Türkiye Finans Forumu
- Başbakan Yardımcısı Şimşek: (2) - "Özellikle bu yılın 8-9 ayında KGF etkisiyle büyük bir kredi genişlemesi var. Şimdi hızla normalleşiyor, hatta yakın dönem ortalamasının da altına inmiş durumda" - "Şu anda bizim karşı karşıya olduğumuz en önemli sorun enflasyonun hala kalıcı bir şekilde düşük tek haneye, yüzde 5'in altını kastediyorum, düşmemesidir. Bu sizin yatırım tercihlerinizi, tasarruf tercihlerinizi, dolarizasyonu her şeyi etkiliyor" - "Kim ne derse desin, evet, iniş-çıkışlar, stresler, şoklar, tartışmalar oluyor. Ancak Türkiye gibi ülkelerin geleceği parlak" - "Bugün Türkiye'nin çektiği doğrudan yatırımların rahat bir şekilde 2 katını, iyi bir senaryoda 2,5-3 katını çekebiliriz"

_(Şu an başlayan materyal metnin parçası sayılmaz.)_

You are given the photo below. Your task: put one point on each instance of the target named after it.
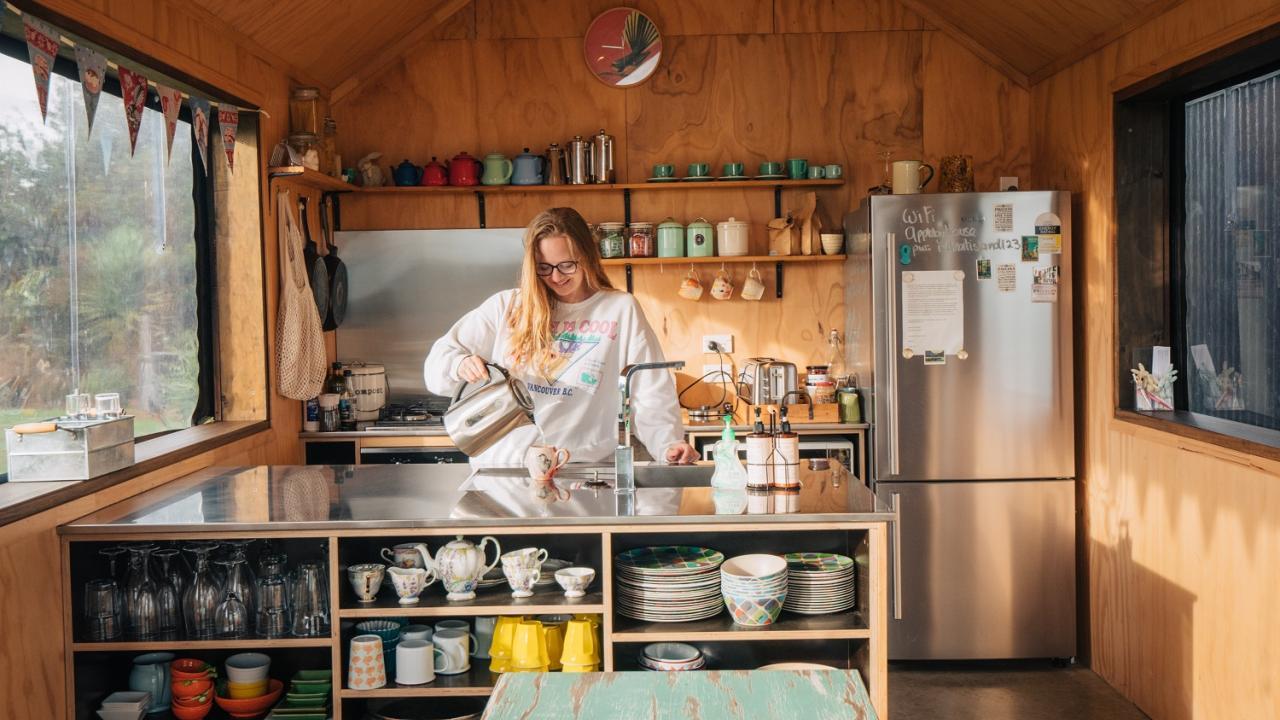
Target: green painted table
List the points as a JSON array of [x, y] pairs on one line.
[[725, 695]]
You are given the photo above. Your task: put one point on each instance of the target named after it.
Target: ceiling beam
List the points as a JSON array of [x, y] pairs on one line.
[[394, 51], [960, 36]]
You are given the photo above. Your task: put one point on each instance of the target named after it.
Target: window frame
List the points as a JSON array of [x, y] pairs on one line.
[[1150, 190]]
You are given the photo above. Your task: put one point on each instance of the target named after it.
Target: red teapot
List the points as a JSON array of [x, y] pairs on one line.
[[434, 173], [464, 169]]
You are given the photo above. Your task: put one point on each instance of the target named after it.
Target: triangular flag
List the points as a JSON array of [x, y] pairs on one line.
[[133, 89], [227, 122], [41, 50], [200, 128], [170, 101], [92, 67]]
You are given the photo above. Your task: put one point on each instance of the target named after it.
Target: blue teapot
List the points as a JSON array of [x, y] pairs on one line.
[[406, 173], [529, 169]]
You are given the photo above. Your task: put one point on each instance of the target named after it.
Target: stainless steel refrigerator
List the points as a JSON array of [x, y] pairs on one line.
[[960, 314]]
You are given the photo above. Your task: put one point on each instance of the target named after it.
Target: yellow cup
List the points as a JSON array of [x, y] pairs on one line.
[[580, 647], [529, 647], [499, 650]]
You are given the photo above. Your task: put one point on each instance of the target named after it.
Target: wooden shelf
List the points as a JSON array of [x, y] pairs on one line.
[[247, 643], [310, 178], [607, 187], [547, 600], [723, 259], [478, 682], [789, 627]]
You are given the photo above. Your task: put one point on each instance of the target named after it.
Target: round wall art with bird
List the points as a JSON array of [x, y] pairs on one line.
[[622, 46]]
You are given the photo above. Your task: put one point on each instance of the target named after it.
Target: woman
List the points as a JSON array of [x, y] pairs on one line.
[[567, 333]]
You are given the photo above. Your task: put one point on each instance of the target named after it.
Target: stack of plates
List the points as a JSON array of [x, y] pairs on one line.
[[819, 583], [672, 583]]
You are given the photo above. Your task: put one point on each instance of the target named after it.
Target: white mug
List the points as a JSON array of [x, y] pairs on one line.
[[415, 661], [906, 177], [455, 656]]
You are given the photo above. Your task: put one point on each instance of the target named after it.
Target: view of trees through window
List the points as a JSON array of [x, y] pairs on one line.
[[97, 259]]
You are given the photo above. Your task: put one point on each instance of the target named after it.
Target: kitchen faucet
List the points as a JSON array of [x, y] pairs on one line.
[[624, 456]]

İSTANBUL (AA) - Başbakan Yardımcısı Mehmet Şimşek, özellikle bu yılın 8-9 ayında KGF etkisiyle büyük bir kredi genişlemesi olduğunu belirterek, "Şimdi hızla normalleşiyor, hatta yakın dönem ortalamasının da altına inmiş durumda." dedi.
Şimşek, Hürriyet gazetesi tarafından düzenlenen "Türkiye Finans Forumu"nun açılışındaki konuşmasında en büyük eksikliklerinin piyasalar olduğunu ve şu anda o piyasaları oluşturmaya çalıştıklarını söyledi.

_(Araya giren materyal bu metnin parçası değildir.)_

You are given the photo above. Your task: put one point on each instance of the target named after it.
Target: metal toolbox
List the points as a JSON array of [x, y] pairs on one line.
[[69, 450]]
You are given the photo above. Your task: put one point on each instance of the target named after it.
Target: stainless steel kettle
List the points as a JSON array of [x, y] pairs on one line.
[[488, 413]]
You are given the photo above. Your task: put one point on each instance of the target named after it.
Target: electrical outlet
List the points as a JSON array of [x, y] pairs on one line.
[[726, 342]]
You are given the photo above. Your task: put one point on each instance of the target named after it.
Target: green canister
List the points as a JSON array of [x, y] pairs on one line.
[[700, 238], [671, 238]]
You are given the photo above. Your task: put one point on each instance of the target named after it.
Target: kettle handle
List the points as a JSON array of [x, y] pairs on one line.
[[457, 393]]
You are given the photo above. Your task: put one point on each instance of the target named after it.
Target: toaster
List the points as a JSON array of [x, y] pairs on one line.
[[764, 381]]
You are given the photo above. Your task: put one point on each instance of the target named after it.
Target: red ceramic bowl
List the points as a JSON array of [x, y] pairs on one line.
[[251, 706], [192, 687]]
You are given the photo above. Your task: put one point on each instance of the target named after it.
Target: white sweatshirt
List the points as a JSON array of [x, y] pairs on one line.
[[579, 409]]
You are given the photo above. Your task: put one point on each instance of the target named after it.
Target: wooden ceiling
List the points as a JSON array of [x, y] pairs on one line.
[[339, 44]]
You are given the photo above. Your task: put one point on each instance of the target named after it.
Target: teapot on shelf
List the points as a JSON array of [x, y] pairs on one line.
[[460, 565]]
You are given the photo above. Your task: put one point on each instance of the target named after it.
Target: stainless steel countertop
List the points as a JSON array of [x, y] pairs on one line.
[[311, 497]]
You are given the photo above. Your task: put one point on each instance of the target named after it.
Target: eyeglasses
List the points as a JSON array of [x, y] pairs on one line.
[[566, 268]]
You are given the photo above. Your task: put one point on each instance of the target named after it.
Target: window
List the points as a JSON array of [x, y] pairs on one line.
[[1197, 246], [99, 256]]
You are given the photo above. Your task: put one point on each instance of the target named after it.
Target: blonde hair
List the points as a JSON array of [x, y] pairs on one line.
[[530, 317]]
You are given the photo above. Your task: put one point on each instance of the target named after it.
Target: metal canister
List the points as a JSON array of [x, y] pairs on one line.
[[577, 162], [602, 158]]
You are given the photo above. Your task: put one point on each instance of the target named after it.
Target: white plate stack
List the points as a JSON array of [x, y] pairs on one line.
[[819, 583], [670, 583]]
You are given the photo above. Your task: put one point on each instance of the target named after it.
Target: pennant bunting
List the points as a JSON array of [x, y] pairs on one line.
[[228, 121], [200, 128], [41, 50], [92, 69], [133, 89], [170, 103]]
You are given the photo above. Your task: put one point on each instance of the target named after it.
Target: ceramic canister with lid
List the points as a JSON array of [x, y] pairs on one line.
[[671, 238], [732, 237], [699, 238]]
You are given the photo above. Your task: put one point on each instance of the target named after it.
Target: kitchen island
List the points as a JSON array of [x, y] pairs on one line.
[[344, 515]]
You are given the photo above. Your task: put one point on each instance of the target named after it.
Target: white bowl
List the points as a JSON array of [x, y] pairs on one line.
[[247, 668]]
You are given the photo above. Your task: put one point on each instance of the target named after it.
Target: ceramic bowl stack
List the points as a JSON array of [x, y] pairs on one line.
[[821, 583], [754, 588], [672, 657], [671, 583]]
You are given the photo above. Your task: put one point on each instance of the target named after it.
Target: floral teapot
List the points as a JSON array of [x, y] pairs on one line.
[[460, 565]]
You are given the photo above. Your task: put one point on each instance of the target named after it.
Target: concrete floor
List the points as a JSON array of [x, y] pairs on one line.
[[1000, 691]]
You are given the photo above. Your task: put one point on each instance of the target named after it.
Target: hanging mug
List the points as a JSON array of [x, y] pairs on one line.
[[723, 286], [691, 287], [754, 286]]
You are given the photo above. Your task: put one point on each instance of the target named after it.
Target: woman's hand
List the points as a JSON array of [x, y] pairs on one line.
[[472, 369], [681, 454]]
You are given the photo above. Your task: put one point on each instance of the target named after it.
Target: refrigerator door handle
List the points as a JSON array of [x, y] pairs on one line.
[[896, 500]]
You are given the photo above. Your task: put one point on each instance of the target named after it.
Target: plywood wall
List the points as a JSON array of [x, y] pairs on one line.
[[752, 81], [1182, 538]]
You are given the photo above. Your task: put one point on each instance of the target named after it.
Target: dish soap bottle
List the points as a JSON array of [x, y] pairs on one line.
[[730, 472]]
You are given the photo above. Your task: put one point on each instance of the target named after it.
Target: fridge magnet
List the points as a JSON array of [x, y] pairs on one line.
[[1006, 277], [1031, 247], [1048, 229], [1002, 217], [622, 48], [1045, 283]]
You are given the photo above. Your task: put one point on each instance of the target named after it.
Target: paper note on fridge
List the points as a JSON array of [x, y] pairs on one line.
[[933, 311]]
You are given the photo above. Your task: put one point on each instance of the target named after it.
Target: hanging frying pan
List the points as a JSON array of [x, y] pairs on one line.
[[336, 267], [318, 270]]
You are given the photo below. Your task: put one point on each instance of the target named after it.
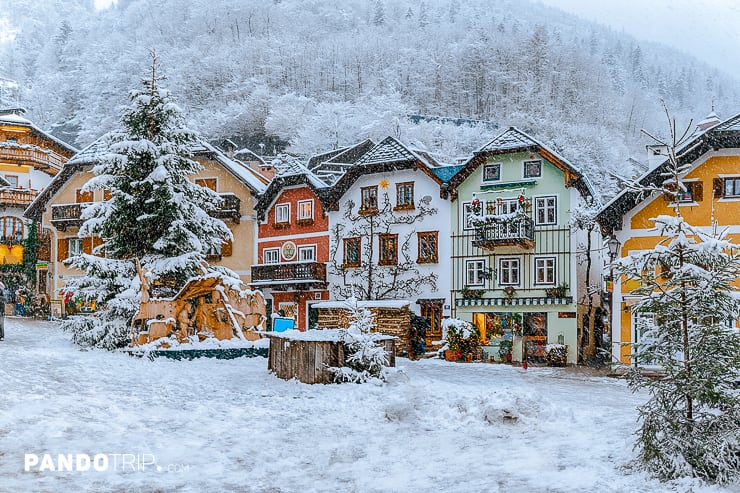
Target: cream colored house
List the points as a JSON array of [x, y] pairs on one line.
[[60, 205]]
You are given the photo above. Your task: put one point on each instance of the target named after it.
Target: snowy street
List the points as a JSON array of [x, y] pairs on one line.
[[216, 425]]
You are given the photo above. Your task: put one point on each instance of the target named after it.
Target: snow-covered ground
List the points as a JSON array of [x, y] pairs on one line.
[[215, 425]]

Mehmet Şimşek, özellikle bu yılın 8-9 ayında KGF etkisiyle büyük bir kredi genişlemesi olduğunu aktararak, "Şimdi hızla normalleşiyor hatta yakın dönem ortalamasının da altına inmiş durumda. Dolayısıyla 'aşırı ısınma olacak mı?' sorusuna bu bir cevap. Bankacılık sektörünün en önemli sorunu kredi mevduat oranının çok yüksek olması. Kamu harcamalarının vergilerle finanse ettiğiniz ölçüde geleceğe daha emin adımlarla yürüyorsunuz ya, bankacılık sektörü de önemli ölçüde kredileri mevduatla finanse ediyorsa nispeten risk algısı daha düşük olur." diye konuştu.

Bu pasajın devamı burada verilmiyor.